Would you guys recommend using this or would another solution be better?

Appreciate your help!


----------



## brucek (Apr 11, 2006)

You require a mic preamp that connects to the line-in of your soundcard, and also has a line-in so you can carry out a suitable soundcard calibration file that includes the mic preamp in the loop.

Take a look at the XENYX 802 shown in the REW Cabling and Connections Basics.

brucek


----------



## Wayne A. Pflughaupt (Apr 13, 2006)

That item would work if you wanted to get the mic’s signal into the computer for the purposes of say, make a recording using a program like Audacity or Garage Band. But as brucek noted, for REW a sound card with line inputs and outputs is needed so that a calibration file can be generated. The calibration file is critical because it compensates for any deviation from flat that the sound card may exhibit. As you have figured out, to use the ECM8000 mic with REW, a mic pre amp with phantom power is needed, but it has to connect to the sound card, not directly to the computer. Alternately, a sound card with a built-in mic pre amp can be used; Tascam, E-MU and M-Audio and others make such products.

Regards,
Wayne


----------



## Jonas_h (Jan 7, 2009)

Thanks for the answers!

So if I want to use REW, I must connect the soundcard to my receiver with the line-out connections? Would digital connection not work? (Like HDMI/SPDIF).

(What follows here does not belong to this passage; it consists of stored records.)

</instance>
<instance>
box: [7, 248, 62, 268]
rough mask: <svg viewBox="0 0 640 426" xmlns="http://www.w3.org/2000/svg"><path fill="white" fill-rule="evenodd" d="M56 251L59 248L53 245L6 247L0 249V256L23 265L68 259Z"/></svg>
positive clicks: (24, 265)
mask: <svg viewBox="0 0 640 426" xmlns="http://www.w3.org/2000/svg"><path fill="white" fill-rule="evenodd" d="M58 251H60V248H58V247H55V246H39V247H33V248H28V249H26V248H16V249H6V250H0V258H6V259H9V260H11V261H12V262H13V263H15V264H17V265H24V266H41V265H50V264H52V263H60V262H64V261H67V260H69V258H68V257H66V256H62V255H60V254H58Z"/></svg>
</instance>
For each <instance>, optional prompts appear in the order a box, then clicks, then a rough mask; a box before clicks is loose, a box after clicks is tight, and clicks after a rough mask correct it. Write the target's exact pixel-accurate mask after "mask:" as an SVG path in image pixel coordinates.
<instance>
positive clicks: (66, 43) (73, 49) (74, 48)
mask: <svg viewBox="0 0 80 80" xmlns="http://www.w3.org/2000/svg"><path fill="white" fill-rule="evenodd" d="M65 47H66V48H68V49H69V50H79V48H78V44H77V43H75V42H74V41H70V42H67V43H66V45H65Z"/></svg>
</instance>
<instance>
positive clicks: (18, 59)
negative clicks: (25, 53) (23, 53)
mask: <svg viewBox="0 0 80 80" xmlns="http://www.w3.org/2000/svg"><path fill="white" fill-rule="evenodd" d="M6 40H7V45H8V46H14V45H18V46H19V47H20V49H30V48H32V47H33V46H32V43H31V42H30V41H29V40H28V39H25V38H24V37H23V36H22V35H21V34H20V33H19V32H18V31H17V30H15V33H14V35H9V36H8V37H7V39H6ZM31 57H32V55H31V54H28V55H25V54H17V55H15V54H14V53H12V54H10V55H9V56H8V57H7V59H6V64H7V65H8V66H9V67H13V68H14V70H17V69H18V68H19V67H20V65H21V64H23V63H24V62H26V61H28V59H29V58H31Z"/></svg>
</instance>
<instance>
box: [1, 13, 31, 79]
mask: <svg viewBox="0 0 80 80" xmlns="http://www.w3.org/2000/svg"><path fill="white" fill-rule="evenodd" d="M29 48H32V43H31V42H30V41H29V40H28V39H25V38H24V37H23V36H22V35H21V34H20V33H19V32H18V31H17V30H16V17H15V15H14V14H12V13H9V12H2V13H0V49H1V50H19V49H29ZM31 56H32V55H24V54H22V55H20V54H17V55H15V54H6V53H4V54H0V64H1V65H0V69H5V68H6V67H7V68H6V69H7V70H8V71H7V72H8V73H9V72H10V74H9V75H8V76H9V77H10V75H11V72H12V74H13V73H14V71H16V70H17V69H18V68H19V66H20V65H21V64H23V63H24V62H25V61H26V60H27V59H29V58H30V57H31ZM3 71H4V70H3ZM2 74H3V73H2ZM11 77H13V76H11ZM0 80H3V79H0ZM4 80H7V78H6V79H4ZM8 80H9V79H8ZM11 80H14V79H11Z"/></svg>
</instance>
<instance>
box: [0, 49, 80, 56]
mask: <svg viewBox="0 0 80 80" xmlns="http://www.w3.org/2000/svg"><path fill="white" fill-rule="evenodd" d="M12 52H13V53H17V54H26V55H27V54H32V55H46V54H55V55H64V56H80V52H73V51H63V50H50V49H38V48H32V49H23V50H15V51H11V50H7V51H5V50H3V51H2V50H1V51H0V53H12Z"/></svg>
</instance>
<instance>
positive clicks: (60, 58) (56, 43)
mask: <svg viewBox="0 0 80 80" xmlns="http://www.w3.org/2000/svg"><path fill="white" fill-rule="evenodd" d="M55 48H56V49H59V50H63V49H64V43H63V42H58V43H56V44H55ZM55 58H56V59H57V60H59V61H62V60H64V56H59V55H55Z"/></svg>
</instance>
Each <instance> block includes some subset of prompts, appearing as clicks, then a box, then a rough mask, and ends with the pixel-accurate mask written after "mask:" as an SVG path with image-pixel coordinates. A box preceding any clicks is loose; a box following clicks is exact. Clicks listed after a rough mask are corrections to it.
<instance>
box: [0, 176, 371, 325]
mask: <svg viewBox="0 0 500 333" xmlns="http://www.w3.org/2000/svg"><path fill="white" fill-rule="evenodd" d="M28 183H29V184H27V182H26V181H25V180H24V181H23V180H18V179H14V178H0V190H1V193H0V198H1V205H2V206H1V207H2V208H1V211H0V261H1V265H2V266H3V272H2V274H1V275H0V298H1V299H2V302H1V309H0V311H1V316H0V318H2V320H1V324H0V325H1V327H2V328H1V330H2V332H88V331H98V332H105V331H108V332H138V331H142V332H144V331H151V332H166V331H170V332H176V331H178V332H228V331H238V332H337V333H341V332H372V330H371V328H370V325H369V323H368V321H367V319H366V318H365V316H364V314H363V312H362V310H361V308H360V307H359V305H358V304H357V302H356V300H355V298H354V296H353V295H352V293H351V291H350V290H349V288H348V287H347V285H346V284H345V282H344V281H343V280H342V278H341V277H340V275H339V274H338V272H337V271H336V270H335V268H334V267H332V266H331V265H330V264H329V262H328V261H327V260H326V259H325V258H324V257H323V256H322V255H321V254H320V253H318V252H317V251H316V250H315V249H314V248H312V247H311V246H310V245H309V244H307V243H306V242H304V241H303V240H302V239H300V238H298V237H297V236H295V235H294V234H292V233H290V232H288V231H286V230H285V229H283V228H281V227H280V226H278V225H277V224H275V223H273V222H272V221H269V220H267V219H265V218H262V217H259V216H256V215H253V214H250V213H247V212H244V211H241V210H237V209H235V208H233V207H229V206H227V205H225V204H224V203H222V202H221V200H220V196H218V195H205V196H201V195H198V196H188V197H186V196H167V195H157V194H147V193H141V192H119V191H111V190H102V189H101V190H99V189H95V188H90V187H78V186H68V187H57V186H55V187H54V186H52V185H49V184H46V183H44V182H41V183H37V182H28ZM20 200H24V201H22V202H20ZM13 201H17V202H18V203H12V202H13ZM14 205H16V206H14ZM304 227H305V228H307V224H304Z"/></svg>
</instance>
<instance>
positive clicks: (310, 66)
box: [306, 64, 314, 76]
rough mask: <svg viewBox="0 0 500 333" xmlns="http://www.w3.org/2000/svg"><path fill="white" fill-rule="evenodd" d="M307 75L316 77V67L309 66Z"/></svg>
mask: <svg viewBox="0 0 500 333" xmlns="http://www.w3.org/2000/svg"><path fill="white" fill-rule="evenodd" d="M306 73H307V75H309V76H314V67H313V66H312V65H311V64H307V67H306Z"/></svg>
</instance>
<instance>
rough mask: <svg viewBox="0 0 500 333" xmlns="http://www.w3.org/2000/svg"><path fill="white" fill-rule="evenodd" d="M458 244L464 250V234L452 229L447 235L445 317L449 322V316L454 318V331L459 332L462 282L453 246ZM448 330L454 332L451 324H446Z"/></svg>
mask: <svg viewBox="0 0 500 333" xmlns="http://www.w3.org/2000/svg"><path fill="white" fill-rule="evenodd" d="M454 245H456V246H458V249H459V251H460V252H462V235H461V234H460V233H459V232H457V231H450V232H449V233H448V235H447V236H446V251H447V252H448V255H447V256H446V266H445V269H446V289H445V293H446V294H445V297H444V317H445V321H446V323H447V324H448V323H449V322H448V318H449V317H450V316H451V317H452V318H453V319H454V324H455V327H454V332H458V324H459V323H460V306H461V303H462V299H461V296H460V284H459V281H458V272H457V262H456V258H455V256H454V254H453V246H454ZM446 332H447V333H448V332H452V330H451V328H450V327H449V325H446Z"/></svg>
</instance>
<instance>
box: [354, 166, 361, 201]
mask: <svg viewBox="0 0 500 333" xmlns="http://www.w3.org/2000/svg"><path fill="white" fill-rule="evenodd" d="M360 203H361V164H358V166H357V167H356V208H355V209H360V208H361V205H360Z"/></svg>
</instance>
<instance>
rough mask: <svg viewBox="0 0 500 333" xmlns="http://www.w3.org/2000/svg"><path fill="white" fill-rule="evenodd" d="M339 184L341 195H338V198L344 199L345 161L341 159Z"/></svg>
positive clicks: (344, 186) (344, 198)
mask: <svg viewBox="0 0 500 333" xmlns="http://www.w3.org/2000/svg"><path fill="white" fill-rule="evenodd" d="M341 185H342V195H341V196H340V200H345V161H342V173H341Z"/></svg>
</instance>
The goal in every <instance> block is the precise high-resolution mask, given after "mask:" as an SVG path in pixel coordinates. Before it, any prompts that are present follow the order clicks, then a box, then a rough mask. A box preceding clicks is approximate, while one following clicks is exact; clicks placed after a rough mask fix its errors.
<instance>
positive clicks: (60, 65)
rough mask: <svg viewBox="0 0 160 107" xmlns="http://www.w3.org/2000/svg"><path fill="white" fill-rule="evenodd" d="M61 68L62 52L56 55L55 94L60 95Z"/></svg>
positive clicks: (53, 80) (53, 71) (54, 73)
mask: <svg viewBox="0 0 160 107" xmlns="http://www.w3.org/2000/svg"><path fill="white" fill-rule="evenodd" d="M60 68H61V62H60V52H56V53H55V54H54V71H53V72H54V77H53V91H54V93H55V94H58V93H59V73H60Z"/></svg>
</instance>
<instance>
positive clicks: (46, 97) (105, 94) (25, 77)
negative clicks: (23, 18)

*EDIT:* Would this card be good? "M-AUDIO MOBILE PRE USB". And is it "tested" on REW?
I would rather have an external USB card. Then connect the ECM8000 to the usb-card, the card to the PC via USB, and use the line outs in the card to the receiver?


----------



## Wayne A. Pflughaupt (Apr 13, 2006)

Jonas_h said:


> Thanks for the answers!
> 
> So if I want to use REW, I must connect the soundcard to my receiver with the line-out connections? Would digital connection not work? (Like HDMI/SPDIF).


No digital connections won't work, because the sound card can't be calibrated that way.



> *EDIT:* Would this card be good? "M-AUDIO MOBILE PRE USB". And is it "tested" on REW?
> I would rather have an external USB card. Then connect the ECM8000 to the usb-card, the card to the PC via USB, and use the line outs in the card to the receiver?


I believe the Pre USB will work, but you should do a search on this Forum and the REW Forum to make sure. If you can find a thread with a sound card calibration graph and/or a frequency response graph, then they were successful in using it.

Regards,
Wayne


----------